Sixteenth century Italian lute works provided Ottorino Respighi’s inspriation for his tender and rollicking Ancient Airs and Dances, Suite No. 1. Vincenzo Galilei, father of famed astronomer Galileo Galilei, penned the Galliard movement. KSO music director James Cassidy commented, "These short and beautifully reflective selections from the war years show how art and music can offer a calm and uplifting respite from surrounding chaos and devastation."
Following intermission the KSO welcomes 19-year old flutist Annie Wu to perform Lukas Foss’ Renaissance Concerto for Flute and Orchestra. Written in 1986 for flutist, Carol Wincenc (with whom Annie has studied the piece), Foss revels in taking the listener back in time describing the work as “an homage to something I love — a handshake across the centuries.”
As an encore Annie will perform her YouTube hit Three Beats for BeatBox Flute by composer Greg Pattillo.
Miss Wu, a native of Pleasanton, California, is currently a freshman at both Harvard and the New England Conservatory of Music, where she studies flute with Paula Robison.
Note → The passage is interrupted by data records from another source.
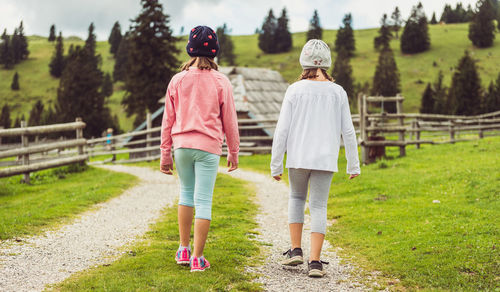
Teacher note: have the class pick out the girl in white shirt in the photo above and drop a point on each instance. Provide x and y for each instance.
(314, 114)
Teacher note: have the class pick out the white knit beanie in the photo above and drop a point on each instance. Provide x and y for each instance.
(315, 54)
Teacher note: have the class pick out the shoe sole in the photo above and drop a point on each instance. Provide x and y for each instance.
(316, 273)
(295, 261)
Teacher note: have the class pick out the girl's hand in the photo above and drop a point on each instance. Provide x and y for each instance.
(353, 175)
(167, 168)
(232, 165)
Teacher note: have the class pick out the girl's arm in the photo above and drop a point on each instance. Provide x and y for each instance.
(166, 129)
(281, 136)
(349, 136)
(230, 125)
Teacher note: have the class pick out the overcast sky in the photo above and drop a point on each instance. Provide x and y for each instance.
(73, 17)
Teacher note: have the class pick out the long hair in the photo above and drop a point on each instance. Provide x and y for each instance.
(204, 63)
(313, 73)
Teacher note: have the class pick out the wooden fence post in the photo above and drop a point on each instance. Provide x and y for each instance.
(399, 110)
(26, 158)
(148, 135)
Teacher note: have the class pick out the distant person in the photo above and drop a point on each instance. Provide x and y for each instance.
(199, 110)
(314, 113)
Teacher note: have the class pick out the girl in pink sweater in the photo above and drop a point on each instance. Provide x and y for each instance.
(199, 110)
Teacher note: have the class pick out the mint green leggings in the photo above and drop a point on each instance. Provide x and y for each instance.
(197, 172)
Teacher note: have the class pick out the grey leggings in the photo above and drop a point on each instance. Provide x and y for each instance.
(319, 189)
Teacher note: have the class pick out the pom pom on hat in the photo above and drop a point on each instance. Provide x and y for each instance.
(202, 42)
(315, 54)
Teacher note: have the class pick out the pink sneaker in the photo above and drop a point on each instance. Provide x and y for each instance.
(199, 264)
(182, 256)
She has won numerous awards and competitions and has performed as soloist with the San Francisco Symphony. In 2014, Annie was named a U.S. Presidential Scholar in the Arts. Since 2013 Miss Wu has held the principal flute chair with Carnegie Hall’s National Youth Orchestra of the USA which has toured the US and Europe with conductors Valery Gergiev, Seiji Ozawa and David Robertson. When not immersed in music, Annie enjoys watching movies, traveling, eating, painting, and spending time with her friends and family.
"Annie Wu is a bright light in a new generation of musicians who will carry forward the tradition and integrity of serious music, while embracing new technology and media to reach many future audiences."
— James Cassidy
The program concludes with The Wise Virgins, a one-act ballet that was created in 1940 to a score of well-known cantata music by Johann Sebastian Bach, as orchestrated by William Walton. The ballet is based on Matthew’s Gospel and parable of the ten wise and foolish virgins.
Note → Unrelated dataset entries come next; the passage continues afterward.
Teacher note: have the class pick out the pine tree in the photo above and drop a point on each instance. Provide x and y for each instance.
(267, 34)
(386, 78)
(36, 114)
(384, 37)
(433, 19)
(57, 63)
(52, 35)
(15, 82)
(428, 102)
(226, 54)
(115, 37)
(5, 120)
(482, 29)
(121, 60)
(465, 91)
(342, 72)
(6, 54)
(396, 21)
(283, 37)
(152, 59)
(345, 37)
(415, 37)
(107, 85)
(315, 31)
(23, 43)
The KSO continues its 23rd season celebrating the 20th century with all selections making their KSO debuts at these concerts: 8:00 p.m., Saturday, March 14 and 3:00 p.m. Sunday, March 15, 2015 at Notre Dame Academy. Tickets are $19, $27, $35 (children 6-18 receive 50% off) and are available online kyso.org, by phone 859-431-6216 or at the door.
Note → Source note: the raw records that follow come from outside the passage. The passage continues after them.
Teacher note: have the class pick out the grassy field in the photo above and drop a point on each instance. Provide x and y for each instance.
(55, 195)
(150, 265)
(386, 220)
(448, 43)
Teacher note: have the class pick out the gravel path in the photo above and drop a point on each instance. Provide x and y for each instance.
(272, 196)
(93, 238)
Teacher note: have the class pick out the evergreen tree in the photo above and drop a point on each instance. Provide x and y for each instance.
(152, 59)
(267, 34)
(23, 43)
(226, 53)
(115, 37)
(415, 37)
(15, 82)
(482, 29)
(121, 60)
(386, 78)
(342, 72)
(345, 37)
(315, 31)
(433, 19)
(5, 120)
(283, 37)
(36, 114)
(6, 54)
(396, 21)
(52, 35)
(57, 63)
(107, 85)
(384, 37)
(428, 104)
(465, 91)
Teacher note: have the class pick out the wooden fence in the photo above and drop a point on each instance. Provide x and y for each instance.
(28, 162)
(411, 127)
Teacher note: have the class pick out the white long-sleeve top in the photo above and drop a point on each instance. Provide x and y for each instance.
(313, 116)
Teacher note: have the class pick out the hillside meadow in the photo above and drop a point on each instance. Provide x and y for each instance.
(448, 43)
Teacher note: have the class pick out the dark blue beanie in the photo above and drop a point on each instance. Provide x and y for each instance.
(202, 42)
About the KSO: The Kentucky Symphony Orchestra takes the “phony” out of symphony through its varied and thematic concerts, which culturally enrich, educate and entertain the residents of Northern Kentucky and Greater Cincinnati. The KSO performs throughout Northern Kentucky performing three series of concerts, for the schools, in the parks and at various indoor venues.